We don’t use the first person a lot here at The Next Platform, but I am going to make an exception. And I ask your forbearance because the point I want to make is interesting and relates directly to what I am thinking about Amazon Web Services as we are in the midst of a three-week core dump that is called the re:Invent conference.
Way back in the dawn of time, when I was a cub reporter with sharp teeth but not very big jawbones or strong jaw muscles, I managed somehow to get an interview with the world’s highest paid and first significant chief information officer. In fact, that term was coined back in the late 1980s to describe DuWayne Petersen, who was executive vice president of operations, systems, and telecommunications at Merrill Lynch, which at the time was a freestanding brokerage firm and the largest one at that with a very rich and complex IT infrastructure.
It was around this time that people were starting to call what had always been referred to as data processing by a new name: information technology. And this was a very big deal for me. So I put on my gray flannel suit and wing tips, grabbed my notebook and tape recorder, and headed down to the American Express building within the World Trade Center complex to meet the world’s first million-dollar CIO and to do my first big interview.

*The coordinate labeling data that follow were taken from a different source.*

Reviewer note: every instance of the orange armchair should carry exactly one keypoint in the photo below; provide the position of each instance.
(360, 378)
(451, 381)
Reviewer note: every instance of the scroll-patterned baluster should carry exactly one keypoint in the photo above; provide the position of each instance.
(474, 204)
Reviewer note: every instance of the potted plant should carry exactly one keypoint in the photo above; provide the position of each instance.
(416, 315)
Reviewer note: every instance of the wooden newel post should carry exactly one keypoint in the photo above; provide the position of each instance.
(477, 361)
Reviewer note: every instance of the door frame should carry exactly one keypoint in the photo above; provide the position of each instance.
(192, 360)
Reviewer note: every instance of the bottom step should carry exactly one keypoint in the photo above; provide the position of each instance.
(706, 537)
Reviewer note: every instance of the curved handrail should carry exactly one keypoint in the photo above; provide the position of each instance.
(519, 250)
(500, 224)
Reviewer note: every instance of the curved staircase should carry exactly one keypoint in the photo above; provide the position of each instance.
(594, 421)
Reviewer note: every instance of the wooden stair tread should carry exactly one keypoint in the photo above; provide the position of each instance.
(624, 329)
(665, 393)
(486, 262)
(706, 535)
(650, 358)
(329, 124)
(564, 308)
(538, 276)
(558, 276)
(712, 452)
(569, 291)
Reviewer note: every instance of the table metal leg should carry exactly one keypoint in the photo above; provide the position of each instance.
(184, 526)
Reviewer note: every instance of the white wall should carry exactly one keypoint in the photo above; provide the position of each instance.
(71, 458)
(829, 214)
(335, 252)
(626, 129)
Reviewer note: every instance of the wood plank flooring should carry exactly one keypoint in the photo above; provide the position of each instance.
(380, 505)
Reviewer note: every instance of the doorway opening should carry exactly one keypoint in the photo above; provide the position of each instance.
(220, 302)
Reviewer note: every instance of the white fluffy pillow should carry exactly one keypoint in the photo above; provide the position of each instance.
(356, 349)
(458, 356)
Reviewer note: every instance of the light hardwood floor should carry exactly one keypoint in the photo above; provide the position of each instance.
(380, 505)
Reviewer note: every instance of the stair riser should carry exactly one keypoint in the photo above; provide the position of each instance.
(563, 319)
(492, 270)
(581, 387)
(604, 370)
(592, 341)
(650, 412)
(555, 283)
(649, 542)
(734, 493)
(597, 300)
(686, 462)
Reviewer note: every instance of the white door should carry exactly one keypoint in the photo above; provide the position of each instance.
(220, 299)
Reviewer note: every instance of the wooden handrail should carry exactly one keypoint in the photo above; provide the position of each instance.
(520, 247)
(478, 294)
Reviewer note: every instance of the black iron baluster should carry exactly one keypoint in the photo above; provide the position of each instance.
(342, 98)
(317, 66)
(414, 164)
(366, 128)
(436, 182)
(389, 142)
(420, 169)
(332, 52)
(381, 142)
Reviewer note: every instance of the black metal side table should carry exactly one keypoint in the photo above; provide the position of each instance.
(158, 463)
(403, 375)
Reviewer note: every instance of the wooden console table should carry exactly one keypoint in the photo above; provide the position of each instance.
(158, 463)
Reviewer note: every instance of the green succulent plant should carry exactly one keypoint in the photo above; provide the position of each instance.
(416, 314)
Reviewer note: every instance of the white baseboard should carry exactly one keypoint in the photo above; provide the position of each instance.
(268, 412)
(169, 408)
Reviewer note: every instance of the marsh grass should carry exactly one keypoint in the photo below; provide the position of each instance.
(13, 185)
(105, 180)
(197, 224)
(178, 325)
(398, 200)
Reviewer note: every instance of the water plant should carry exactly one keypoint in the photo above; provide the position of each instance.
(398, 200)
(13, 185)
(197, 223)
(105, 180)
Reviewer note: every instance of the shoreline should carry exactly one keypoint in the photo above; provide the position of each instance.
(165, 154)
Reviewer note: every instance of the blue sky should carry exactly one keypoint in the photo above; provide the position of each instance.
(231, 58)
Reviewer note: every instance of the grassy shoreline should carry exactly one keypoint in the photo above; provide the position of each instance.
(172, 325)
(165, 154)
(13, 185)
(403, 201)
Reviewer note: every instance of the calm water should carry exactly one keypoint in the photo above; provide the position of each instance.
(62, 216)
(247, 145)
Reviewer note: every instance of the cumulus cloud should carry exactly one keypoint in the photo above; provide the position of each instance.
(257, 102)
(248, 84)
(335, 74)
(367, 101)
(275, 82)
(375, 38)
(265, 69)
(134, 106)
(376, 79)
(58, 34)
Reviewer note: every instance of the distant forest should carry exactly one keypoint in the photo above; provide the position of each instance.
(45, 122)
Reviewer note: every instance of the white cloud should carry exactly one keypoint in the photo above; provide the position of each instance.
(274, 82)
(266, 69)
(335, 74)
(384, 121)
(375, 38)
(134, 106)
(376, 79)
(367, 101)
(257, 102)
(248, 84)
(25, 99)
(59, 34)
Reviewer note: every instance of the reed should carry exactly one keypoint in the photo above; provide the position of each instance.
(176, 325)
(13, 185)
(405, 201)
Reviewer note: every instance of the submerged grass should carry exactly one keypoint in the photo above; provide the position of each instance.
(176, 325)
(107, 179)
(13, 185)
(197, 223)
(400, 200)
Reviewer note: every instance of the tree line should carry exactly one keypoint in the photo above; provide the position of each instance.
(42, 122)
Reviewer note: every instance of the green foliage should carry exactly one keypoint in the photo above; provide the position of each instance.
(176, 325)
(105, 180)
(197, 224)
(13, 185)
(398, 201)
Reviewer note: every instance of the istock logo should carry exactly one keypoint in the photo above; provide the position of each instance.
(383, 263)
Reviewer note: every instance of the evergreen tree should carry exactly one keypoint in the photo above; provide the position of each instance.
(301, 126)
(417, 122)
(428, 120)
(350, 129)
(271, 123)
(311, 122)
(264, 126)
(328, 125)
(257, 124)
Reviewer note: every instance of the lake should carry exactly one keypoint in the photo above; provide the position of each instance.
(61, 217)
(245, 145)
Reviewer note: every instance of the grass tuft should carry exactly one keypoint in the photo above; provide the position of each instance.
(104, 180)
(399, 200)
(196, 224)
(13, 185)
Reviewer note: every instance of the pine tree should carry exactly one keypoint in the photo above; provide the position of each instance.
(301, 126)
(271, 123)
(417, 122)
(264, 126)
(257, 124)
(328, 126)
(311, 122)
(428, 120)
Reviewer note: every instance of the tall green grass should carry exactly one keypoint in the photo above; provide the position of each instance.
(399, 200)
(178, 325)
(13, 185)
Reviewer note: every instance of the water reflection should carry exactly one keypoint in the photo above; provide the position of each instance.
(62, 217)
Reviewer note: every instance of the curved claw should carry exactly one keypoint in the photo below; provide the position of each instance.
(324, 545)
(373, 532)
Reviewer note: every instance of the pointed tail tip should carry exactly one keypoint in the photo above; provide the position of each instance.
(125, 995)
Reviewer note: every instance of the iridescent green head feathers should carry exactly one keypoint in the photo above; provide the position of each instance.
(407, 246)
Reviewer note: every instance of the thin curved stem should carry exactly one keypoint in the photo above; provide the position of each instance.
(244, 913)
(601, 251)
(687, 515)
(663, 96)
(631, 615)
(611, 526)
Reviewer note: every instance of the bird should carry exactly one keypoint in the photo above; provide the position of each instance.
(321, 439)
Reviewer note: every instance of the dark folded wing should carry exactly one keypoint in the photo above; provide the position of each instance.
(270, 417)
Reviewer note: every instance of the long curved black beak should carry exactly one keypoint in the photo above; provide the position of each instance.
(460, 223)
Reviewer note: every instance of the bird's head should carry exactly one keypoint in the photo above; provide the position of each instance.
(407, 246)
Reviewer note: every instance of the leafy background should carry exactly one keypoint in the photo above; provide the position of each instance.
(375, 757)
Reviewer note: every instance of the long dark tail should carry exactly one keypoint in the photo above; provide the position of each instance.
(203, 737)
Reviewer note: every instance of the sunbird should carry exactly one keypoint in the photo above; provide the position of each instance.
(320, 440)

In this business, you always depend on the kindness of strangers and the insights that they are willing to share. That is, in fact, the currency that we trade, that they trust we will help the IT sector better understand itself and evolve in a positive direction. It’s an active role we were taught and have enthusiastically embraced. And my interview with Peterson was the first big example of such openness and kindness that I experienced, and it made me believe that possibly, just possibly, this career that I had chosen only a year at that time – to try to understand the IT realm and say something meaningful – was not going to be so terrible after all.
Peterson got his bachelors degree in industrial engineering from MIT about the time I was born it looks like, and then got an MBA from the University of California at Los Angeles. He eventually rose to be the vice president of MIS at RCA Corp in 1973, and in 1977 he moved to be the executive vice president of IT at Security Pacific Corp, which is now part of the Bank of America behemoth as Merrill Lynch is. During his tenure, the bank spun out its IT department into a separate service bureau called Security Pacific Automation Co, and Peterson was its chairman and CEO. In 1986, he got the CIO job at Merrill Lynch, about a year before the October 1987 stock market crash.
The day I met Peterson was memorable because it was August 2, 1990, and Iraq was invading Kuwait that morning. When I got to his office, we started talking about the giant IBM mainframe cluster Merrill Lynch operated, and the fiber optic network that the brokerage had laid between its datacenters on Staten Island and the New York Stock Exchange to reduce the latencies between Wall Street and its systems. We also talked about the prospect of using Unix systems, then coming into vogue from Sun Microsystems, Hewlett Packard, and others, and particularly so with IBM’s announcement of its Power-based RS/6000 line earlier in February of that year. Merrill Lynch was implementing a client/server architecture for its traders, based on IBM’s and Microsoft’s OS/2 platform on the client side, with lots of local processing there to make the load less heavy on the mainframe and to make the application less dependent on the network between users and those mainframes. (The whole idea of client/server in the enterprise had not yet really taken off, and Merrill Lynch was on the bleeding edge of that idea to try to cut its IT infrastructure costs.) Peterson was also big on datacenter consolidation, leveraging big systems and fast networks to replace many scattered systems that were running at lower utilization.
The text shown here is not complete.